Big Data

IBM speech recognition becoming as accurate us humans

Wednesday, March 8, 2017

Google-Play-Store-Developers-Claim-Leaderboard

IBM has used SWITCHBOARD linguistic corpus to achieve an all new record in speech recognition errors.

On average, according to IBM, humans tend to misunderstand or mishear up to 5 to 10% of all words they hear from other human beings in a typical conversation. Although that might seem like a lot, our minds can compensate for this quite well and so we don’t tend to even notice that much. But just like humans, computers also have similar issues with mishearing words. This makes a computer’s job much more complex; having to piece together sentences without our well adjusted brains.

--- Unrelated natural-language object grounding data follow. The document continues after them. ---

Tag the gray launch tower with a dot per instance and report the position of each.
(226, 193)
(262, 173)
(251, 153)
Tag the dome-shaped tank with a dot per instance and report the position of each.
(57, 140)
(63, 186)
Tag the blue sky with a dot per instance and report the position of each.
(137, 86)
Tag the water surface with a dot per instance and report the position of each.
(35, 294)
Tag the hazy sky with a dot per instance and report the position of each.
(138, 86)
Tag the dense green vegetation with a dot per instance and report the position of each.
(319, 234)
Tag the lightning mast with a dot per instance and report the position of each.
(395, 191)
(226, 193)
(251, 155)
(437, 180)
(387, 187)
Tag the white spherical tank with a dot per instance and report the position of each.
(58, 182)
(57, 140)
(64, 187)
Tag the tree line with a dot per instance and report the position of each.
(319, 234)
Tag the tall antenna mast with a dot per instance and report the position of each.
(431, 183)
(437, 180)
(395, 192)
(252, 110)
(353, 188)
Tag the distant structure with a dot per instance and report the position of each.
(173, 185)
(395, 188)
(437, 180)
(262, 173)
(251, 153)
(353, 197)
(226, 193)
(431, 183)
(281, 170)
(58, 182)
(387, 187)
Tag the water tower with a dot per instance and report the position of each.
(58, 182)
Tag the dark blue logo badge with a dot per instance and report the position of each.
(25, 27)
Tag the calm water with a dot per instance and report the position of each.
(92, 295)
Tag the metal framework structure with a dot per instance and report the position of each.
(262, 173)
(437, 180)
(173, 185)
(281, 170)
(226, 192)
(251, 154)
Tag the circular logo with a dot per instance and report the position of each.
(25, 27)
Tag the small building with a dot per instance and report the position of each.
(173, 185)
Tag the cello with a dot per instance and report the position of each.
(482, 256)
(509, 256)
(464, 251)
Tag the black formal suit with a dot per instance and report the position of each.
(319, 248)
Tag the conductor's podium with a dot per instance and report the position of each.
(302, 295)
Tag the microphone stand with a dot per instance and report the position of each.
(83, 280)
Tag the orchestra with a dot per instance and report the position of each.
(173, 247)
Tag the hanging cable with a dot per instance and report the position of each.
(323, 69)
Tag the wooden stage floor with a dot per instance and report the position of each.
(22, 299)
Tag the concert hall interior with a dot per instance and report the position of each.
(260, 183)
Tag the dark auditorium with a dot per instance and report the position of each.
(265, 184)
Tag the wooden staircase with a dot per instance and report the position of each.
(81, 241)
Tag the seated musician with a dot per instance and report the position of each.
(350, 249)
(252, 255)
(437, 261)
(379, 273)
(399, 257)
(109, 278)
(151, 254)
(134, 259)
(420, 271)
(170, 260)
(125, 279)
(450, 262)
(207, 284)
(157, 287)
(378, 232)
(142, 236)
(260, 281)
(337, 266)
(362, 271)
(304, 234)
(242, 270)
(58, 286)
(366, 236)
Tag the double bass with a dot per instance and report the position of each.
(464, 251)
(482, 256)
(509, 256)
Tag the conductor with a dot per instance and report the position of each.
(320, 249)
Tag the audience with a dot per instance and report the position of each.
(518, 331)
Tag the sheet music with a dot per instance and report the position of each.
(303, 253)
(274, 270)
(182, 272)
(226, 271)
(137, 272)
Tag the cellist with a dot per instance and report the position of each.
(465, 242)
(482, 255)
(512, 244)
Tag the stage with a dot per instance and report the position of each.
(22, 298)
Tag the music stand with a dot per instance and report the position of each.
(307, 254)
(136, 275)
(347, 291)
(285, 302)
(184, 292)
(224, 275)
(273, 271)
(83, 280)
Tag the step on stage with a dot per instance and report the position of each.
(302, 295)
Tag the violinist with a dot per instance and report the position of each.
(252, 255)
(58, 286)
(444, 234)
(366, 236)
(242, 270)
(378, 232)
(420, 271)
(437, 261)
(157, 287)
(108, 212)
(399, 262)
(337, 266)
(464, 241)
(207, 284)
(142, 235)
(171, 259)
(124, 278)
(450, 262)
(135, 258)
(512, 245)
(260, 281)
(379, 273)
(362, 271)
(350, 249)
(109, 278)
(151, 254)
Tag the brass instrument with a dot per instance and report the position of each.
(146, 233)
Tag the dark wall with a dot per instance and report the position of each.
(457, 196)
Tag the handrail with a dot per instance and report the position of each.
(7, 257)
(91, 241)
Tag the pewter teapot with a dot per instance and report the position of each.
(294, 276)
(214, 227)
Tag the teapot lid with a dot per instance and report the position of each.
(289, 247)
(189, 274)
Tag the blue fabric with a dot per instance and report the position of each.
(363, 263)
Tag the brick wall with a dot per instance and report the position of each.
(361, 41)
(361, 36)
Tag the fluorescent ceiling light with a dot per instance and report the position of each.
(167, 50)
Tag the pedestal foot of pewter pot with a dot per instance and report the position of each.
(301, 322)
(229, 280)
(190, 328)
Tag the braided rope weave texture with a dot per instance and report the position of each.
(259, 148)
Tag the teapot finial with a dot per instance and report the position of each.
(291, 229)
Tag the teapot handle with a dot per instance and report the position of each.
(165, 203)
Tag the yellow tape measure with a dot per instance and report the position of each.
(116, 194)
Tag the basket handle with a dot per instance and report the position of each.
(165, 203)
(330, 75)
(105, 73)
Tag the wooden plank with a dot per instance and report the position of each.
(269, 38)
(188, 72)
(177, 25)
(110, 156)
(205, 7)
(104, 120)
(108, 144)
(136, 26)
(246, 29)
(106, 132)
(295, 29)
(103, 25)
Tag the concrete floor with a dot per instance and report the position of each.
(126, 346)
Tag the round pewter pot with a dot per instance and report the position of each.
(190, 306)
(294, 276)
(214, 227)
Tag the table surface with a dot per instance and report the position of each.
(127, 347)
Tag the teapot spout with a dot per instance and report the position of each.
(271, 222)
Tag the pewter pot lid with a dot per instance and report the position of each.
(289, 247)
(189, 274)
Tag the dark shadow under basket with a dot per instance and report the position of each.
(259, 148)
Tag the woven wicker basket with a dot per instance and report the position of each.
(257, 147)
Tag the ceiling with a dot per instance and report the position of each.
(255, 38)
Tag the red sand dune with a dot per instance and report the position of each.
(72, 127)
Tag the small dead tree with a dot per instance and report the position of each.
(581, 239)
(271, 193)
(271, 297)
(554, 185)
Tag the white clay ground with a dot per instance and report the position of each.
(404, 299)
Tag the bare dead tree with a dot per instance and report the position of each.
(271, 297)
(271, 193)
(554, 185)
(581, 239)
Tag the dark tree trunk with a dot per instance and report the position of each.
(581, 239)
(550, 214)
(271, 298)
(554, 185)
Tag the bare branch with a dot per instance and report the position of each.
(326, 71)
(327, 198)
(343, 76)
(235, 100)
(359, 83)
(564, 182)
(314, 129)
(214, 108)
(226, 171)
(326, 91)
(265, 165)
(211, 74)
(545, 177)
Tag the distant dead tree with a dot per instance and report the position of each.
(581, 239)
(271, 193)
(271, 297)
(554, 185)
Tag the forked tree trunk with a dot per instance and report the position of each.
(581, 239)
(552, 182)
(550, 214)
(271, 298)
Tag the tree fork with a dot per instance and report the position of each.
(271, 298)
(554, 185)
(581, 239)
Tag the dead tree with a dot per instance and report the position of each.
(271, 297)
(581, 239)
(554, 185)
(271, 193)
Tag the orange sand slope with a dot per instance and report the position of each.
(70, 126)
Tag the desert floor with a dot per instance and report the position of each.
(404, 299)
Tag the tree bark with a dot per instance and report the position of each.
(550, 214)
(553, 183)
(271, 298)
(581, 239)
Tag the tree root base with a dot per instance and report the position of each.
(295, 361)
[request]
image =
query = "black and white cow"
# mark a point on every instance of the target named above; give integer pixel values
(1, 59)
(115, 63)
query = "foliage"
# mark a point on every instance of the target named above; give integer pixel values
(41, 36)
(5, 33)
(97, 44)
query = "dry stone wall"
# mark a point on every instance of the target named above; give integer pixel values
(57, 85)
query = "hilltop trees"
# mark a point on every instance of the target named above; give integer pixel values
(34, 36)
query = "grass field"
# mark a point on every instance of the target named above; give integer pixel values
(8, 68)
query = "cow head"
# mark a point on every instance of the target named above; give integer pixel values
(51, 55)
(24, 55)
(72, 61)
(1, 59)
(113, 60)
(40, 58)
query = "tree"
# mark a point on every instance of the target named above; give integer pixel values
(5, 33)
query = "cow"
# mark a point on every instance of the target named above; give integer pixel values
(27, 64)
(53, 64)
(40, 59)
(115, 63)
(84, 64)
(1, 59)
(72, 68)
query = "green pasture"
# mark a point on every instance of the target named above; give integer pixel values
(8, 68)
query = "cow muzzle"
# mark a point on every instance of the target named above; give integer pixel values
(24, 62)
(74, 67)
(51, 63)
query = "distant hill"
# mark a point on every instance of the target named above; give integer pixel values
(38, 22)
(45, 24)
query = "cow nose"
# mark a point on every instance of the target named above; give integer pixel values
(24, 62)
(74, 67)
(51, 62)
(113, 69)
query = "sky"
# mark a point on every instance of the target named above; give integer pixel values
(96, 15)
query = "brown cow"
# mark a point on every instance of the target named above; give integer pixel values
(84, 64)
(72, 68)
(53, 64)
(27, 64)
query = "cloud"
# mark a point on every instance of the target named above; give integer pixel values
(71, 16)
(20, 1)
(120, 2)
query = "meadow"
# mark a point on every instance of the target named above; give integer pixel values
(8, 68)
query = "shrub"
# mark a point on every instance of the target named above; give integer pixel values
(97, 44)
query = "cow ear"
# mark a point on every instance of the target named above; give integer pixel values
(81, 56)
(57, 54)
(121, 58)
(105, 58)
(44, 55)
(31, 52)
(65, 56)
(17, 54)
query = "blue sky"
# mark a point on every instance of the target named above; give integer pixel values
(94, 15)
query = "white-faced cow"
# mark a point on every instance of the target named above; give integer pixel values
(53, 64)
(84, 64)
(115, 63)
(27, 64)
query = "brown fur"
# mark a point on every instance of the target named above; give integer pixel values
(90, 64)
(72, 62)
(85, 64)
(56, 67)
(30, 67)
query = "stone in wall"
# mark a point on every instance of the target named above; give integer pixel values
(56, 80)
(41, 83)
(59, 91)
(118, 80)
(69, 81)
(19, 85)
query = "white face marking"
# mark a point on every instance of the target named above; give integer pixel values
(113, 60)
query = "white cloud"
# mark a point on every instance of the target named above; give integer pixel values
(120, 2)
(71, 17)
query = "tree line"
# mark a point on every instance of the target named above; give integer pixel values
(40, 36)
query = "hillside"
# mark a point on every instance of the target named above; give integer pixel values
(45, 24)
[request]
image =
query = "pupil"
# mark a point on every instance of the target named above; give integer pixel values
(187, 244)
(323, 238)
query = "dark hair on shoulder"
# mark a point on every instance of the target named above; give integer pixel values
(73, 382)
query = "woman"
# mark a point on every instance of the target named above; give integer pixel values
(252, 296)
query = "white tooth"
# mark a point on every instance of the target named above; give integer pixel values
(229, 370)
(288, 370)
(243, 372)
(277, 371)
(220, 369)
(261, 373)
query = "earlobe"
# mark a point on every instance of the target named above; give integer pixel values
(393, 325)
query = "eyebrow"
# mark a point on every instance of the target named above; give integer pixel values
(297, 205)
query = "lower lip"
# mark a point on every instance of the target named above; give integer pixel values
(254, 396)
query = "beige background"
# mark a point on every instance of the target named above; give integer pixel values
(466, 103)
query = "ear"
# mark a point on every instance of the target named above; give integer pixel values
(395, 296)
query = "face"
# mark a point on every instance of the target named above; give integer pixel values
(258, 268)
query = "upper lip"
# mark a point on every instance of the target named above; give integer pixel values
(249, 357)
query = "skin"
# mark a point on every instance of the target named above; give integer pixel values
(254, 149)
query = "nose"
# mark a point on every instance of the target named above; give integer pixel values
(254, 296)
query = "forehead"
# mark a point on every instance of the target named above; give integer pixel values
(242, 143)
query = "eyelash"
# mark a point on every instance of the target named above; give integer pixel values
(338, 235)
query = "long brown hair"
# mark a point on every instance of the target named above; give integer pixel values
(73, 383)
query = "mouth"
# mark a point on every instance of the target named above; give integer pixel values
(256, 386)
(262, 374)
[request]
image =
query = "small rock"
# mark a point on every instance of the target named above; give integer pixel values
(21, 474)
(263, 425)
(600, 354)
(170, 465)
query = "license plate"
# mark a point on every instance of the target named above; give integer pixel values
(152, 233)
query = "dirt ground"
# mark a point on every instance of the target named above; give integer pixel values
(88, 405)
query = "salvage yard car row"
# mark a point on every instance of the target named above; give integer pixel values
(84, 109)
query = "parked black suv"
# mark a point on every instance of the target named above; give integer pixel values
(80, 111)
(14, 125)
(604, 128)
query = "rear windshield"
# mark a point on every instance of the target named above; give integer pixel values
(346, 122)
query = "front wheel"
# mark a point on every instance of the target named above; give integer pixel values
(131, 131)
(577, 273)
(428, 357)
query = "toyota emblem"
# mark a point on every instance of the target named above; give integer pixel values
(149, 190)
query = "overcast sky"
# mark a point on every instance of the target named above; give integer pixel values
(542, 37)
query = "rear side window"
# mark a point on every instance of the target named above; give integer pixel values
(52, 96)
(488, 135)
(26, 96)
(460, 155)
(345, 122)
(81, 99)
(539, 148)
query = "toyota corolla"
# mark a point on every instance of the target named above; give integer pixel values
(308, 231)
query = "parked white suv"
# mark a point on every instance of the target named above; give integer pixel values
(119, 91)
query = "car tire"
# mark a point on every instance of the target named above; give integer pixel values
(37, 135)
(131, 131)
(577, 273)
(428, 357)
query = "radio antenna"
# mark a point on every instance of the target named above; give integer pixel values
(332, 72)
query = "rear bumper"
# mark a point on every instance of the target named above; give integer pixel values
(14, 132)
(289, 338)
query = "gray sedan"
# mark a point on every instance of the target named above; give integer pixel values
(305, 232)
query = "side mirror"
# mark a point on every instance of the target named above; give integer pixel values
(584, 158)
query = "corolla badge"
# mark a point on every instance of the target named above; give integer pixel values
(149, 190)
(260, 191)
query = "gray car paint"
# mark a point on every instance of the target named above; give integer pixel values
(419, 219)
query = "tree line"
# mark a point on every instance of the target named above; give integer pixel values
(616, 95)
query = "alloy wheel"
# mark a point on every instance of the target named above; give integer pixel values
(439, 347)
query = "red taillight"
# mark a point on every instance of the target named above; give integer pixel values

IBM has just released a blog post outlining their latest achievement in their quest for perfect conversational speech recognition. They have created a machine that has “reached a new industry record of 5.5 percent,” when it comes to percent of words that are unrecognizable by the software in any given conversation. IBM achieved a major milestone in this area last year: a computer system that reached a word error rate of 6.9%. But it was by using the SWITCHBOARD linguistic corpus, that IBM was able to achieve their newest record. This brings them closer than ever before to what they consider to be the human error rate, 5.1%.

“To reach this 5.5 percent breakthrough, IBM researchers focused on extending our application of deep learning technologies. We combined LSTM (Long Short Term Memory) and WaveNet language models with three strong acoustic models. Within the acoustic models used, the first two were six-layer bidirectional LSTMs. One of these has multiple feature inputs, while the other is trained with speaker-adversarial multi-task learning. The unique thing about the last model is that it not only learns from positive examples but also takes advantage of negative examples - so it gets smarter as it goes and performs better where similar speech patterns are repeated.” said the blog post by George Saon, Principal Research Scientist at IBM.

“The ability to recognize speech as well as humans do is a continuing challenge, since human speech, especially during spontaneous conversation, is extremely complex. It’s also difficult to define human performance, since humans also vary in their ability to understand the speech of others. When we compare automatic recognition to human performance it’s extremely important to take both these things into account: the performance of the recognizer and the way human performance on the same speech is estimated,” said Julia Hirschberg, a professor and Chair at the Department of Computer Science at Columbia University.

They worked to reproduce human-level results with there partner Appen, and determined human performance is still a bit better than a machine’s, at 5.1%. Along with others in the industry, they’ve been chasing this milestone for a while and some have recently even claimed to have reached it - claiming it to be 5.9%. However, while our breakthrough of 5.5% is a big one, this shows us that there is much more ground to cover before anyone can truly say the technology is on par with humans. Finding a standard measurement for human parity across the industry is more complex than it seems, and we must remain accountable to the highest standards of accuracy when measuring for it.